Now extend the code and create a variable that contains the value of the fourth item in the list, and prints this on the same line as the third item of the list. Make sure to give the new variable an appropriate name.

Exercise 2.2

Extend this code to add an extra line in which you append the integer 5 (not the string) to the list. Check your code by adding the necessary print statements.

my_list = [0,1,2,3,4]
print('The complete list is', my_list)
third_item_in_list = my_list[2]
print('Third item in the list is:', third_item_in_list)

Exercise 2.3

Look at the following code (do not run it yet): Question: what does the code do? Which value is printed to the screen? Run the code to check your answer.

my_list = [0,1,2,3,4]
my_list[2] = -1
print(my_list[2])

Exercise 2.4

Look at the following code (do not run it yet):

my_list = [0,1,2,3,4]
my_list[2] = -1
print(my_list[5])
  1. Question: what does the code do? Why is there an error message?

  2. Question: what is the lowest index number allowed to retrieve an item from a list and what is the greatest?

Exercise 2.5

Read the following code:

my_list = ['A','B','C',1,2,3,4]
my_list_index = 3
list_item = my_list[my_list_index]
print(list_item)
  1. Question: which value is printed to the screen?

  2. This code shows that you can also use a variable as the index to retrieve items from a list. Why is this useful?

Exercise 2.6

In the following code, change the value that is assigned to the variable start such that the value 2 is printed to the screen.

Note You are not allowed to make any other modifications!
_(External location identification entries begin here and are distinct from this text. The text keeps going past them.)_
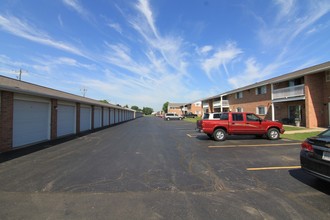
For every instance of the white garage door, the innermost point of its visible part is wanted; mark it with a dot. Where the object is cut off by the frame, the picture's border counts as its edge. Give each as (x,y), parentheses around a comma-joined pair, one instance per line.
(105,116)
(85,118)
(66,119)
(31,122)
(97,117)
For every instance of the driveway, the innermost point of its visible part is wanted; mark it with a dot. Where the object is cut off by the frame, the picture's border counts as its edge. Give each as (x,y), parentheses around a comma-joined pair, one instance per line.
(155,169)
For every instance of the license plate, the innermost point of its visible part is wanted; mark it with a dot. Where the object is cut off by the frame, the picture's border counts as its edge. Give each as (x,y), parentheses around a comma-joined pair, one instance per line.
(326,155)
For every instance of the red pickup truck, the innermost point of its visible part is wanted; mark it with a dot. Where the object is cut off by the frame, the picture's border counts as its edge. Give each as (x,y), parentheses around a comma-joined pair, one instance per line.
(227,123)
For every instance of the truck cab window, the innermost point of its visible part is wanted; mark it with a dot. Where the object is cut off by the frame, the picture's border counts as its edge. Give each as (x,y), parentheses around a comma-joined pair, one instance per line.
(237,117)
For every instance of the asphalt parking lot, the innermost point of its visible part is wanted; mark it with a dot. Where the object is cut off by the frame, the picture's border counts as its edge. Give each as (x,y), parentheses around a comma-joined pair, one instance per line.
(155,169)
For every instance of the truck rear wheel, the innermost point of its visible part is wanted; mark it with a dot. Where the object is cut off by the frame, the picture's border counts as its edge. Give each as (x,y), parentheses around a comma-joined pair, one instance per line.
(219,135)
(273,134)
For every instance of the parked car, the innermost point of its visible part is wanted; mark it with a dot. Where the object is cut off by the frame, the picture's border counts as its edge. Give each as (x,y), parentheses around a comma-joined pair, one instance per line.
(213,115)
(219,125)
(190,115)
(172,116)
(315,155)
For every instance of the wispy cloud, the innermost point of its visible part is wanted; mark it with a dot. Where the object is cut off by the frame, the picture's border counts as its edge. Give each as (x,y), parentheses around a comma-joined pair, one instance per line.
(292,21)
(17,27)
(76,6)
(220,58)
(169,47)
(115,26)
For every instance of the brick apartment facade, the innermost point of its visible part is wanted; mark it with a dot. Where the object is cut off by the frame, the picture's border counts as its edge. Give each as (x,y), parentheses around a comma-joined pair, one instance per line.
(301,97)
(183,108)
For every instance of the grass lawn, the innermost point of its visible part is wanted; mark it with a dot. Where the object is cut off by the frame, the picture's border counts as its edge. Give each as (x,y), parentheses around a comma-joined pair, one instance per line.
(292,128)
(299,136)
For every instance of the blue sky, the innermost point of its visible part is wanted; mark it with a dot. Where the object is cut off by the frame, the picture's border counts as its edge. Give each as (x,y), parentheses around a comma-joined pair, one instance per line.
(145,53)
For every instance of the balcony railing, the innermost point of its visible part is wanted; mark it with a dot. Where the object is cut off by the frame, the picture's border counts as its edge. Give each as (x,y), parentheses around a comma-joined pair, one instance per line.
(289,92)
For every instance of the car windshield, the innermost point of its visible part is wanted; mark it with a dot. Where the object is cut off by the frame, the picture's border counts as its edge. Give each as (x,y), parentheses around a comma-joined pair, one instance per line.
(206,116)
(325,133)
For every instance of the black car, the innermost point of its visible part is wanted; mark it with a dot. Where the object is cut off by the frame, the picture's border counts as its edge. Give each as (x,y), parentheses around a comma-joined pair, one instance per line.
(315,155)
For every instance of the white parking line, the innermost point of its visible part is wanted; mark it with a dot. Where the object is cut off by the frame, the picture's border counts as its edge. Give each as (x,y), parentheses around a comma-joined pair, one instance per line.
(192,135)
(254,145)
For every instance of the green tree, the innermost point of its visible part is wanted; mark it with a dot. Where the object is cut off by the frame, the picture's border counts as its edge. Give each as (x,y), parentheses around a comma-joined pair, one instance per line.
(147,110)
(165,106)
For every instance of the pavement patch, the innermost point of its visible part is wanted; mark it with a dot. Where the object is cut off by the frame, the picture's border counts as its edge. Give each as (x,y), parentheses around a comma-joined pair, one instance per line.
(273,168)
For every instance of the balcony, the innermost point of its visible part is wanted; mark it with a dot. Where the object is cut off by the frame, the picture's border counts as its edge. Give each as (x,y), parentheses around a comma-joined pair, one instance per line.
(225,103)
(289,92)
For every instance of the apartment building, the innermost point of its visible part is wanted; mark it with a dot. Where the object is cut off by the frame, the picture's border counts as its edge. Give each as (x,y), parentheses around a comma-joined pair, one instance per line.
(298,98)
(175,108)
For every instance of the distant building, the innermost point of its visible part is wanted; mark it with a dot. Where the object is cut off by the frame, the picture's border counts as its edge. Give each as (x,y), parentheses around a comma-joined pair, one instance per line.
(301,97)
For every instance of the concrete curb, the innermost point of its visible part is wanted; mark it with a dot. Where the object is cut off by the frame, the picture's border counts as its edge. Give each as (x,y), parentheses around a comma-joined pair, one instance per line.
(306,131)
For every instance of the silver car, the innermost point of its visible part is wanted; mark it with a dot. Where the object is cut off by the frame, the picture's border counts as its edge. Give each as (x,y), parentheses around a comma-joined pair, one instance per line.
(172,116)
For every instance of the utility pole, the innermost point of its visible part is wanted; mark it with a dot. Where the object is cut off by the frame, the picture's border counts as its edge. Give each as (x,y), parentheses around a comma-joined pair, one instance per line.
(20,71)
(83,90)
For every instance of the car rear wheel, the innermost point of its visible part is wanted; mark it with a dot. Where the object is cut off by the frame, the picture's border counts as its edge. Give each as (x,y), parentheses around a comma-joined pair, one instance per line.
(219,135)
(273,134)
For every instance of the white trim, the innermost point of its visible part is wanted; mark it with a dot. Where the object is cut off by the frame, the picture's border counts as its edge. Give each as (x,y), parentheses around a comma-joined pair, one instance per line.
(24,97)
(329,112)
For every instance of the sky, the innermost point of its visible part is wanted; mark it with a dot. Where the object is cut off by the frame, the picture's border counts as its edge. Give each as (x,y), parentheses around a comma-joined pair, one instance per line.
(147,52)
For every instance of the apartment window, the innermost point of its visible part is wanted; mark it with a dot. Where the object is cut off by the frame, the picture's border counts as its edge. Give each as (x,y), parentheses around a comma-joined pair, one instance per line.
(327,76)
(239,109)
(237,116)
(239,95)
(252,117)
(261,110)
(261,90)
my_list = ['A', 'B', 'C', 1, 2, 3, 4]
start = 0
my_list_index = start + 3
list_item = my_list[my_list_index]
print(list_item)

Exercise 2.7

Take the following sequence:

GCTTGACAGGTAGACAGGACCCATAGACAGGATAGACAGGTAGACAGGGATAGACAGGGATAGCCAGATAGACGATAGCGATGATAC

When this sequence is reversed there is a 6 base sequence motif starting at base position 35 that ends with AGG. Write the Python code to print this sequence starting from the sequence above.

Exercise 2.8

You are given two sets of transcription factors (TFs), tfs_1 and tfs_2:

tfs_1 = 'Oct4, Sox2, Nanog, Smad1, Klf4, Esrrb'
tfs_2 = 'CTCF, n-Myc, c-Myc, STAT3, Tcfcp2l1, Zfx'
  1. Convert both of these to a list

  2. Move the last TF from tfs_1 to tfs_2, without typing the TF name

  3. Move the two Myc TFs from tfs_2 to tfs_1, so that they are the first two TFs of tfs_1, without typing the TF name

  4. There are always multiple strategies …. so do the same as in 3. but using a different method, still without typing the TF name

Exercise 2.9

The following list contains numbers:

nms = [199, 322, 244, 303, 325, 18, 303, 238, 9, 393, 285, 485, 337, 401, 307, 442, 389, 349, 275, 318, 290, 544, 372, 311, 187, 231, 230, 312, 388, 343, 263, 193, 416, 311, 156, 509, 468, 482, 397, 218, 90, 406, 608, 324, 151, 332, 217, 204, 158, 295, 345]

Copy-paste this list, and answer the following questions by using Python methods that we have covered so far:

  1. What is the minimum?

  2. What is the maximum?

  3. What is the 10th percentile? This is the value below which 10% of the values in the list are found.